Preminger takes his time with the story (adapted from the novel of the same name by Françoise Sagan), daring to keep his characters largely unsympathetic. If we feel something, it’s for Anne. She’s really the “other woman,” but not strictly in the traditional sense. Anne is a wedge between the film’s closest couple, her fiancé and his daughter. Believing she can tame the playboy Raymond and instill ambition in Cécile, Anne doesn’t realize just how inconsequential she really is.
Twilight Time’s Blu-ray presentation is virtually flawless. The stunning color cinematography is rich in realistic color and high in fine detail. Natural grain is present, maintaining the look of the era in which it was produced. The black-and-white segments are more subtly impressive, with striking sharpness and solid black levels. The 1080p image, framed at 2.35:1, is simply a pleasure to take in. The audio is presented in 1.0 DTS-HD MA mono, faithful to the film’s original exhibition format. The dialogue is so clear, you’ll often be able to spot which lines were looped and which are location sound. Music and effects are well integrated, leaving no room for criticism of the overall audio experience.

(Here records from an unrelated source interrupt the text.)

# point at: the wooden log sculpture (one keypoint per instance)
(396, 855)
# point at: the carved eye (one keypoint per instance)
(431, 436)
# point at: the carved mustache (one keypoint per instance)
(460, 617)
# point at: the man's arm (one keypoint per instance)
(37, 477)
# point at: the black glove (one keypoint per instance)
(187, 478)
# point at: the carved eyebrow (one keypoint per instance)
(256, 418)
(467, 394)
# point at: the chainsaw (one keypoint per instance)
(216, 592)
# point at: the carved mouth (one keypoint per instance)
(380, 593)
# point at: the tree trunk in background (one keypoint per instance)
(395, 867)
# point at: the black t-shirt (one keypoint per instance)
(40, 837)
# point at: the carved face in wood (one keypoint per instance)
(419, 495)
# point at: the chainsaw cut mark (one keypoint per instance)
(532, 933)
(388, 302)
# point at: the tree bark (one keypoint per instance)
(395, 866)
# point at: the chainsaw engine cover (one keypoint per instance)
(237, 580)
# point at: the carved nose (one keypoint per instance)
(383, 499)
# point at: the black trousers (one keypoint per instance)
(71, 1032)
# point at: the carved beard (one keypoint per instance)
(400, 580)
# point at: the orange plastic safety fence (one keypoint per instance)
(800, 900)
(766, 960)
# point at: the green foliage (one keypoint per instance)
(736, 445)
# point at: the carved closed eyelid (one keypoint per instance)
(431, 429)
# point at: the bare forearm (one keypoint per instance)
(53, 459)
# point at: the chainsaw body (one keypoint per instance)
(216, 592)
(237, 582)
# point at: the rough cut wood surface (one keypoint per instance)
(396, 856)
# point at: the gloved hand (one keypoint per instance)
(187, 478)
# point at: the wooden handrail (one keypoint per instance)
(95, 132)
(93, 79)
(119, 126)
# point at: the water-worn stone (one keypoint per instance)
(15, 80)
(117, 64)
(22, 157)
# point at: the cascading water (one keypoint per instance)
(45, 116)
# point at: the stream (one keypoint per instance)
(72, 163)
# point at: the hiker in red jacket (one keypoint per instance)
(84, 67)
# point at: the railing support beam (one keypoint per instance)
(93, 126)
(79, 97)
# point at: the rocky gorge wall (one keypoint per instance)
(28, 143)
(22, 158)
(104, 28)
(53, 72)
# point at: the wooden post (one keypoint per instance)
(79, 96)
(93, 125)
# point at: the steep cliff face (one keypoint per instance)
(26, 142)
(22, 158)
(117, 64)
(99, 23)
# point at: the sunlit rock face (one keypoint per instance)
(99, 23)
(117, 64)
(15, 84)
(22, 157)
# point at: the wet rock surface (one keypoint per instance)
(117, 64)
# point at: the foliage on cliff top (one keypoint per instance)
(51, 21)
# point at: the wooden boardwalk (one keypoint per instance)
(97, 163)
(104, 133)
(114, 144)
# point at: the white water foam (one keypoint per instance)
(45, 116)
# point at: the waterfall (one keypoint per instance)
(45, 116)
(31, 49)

Extras are customarily light, with the Twilight Time standard isolated score track allowing us to hear Georges Auric’s music in 2.0 DTS-HD. The theatrical trailer is more interesting than the standard montage of film clips, with a canned “interview” with source novelist Françoise Sagan serving as its highlight. The terrifically informative essay in the Blu-ray booklet was written by Julie Kirgo.
Bonjour Tristesse is currently available through Twilight Time’s exclusive distributor, Screen Archives, while supplies last.